Background On admission to St Gemma’s Hospice (SGH), patient escalation status is determined, guiding decisions when acute deterioration occurs. In August 2018, a modified early warning score (EWS) was implemented to aid identification of deterioration in those appropriate for medical intervention. Similar hospice protocols were reviewed and adapted. Admission baseline EWS and planned observation frequency is recorded, with emphasis on deviation from baseline triggering medical assessment.

Methods Retrospective analysis of patient notes admitted to SGH during August 2018 (n=39). Parameters recorded included: escalation status, planned observation frequency and adherence, baseline admission EWS documentation, EWS deviations prompting medical assessment and any resulting changes to patient management. The audit will continue incorporating September and October.

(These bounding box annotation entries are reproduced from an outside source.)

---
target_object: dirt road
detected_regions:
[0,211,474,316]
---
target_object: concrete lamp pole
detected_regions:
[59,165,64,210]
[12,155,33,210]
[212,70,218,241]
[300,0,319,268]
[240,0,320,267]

Results 23 patients (59%) were for best supportive care only. Of the remainder (n=16), 89% had baseline admission EWS documented. Observations were recorded as required in 63% cases (n=10) and once daily in 37% (n=6). All were compliant to planned frequency. EWS deviation prompted medical assessment on seven occasions. Of these, six EWS recordings were triggered by concern from nursing staff or patient. Management was changed on three occasions, with initiation of intravenous antibiotics, fluids or supplemental oxygen. Minor deviation from baseline EWS of up to two points did not automatically trigger medical assessment; this was at the discretion of nursing staff.

Conclusions Modified EWS may benefit the subset of palliative care patients suitable for life prolonging measures by allowing earlier identification of acute deterioration. Recording observations on an as required basis seems sufficient to detect clinical deterioration. Management was changed in the minority of cases, although these interventions were significant. Clear documentation of escalation status to avoid inappropriate observation monitoring is essential.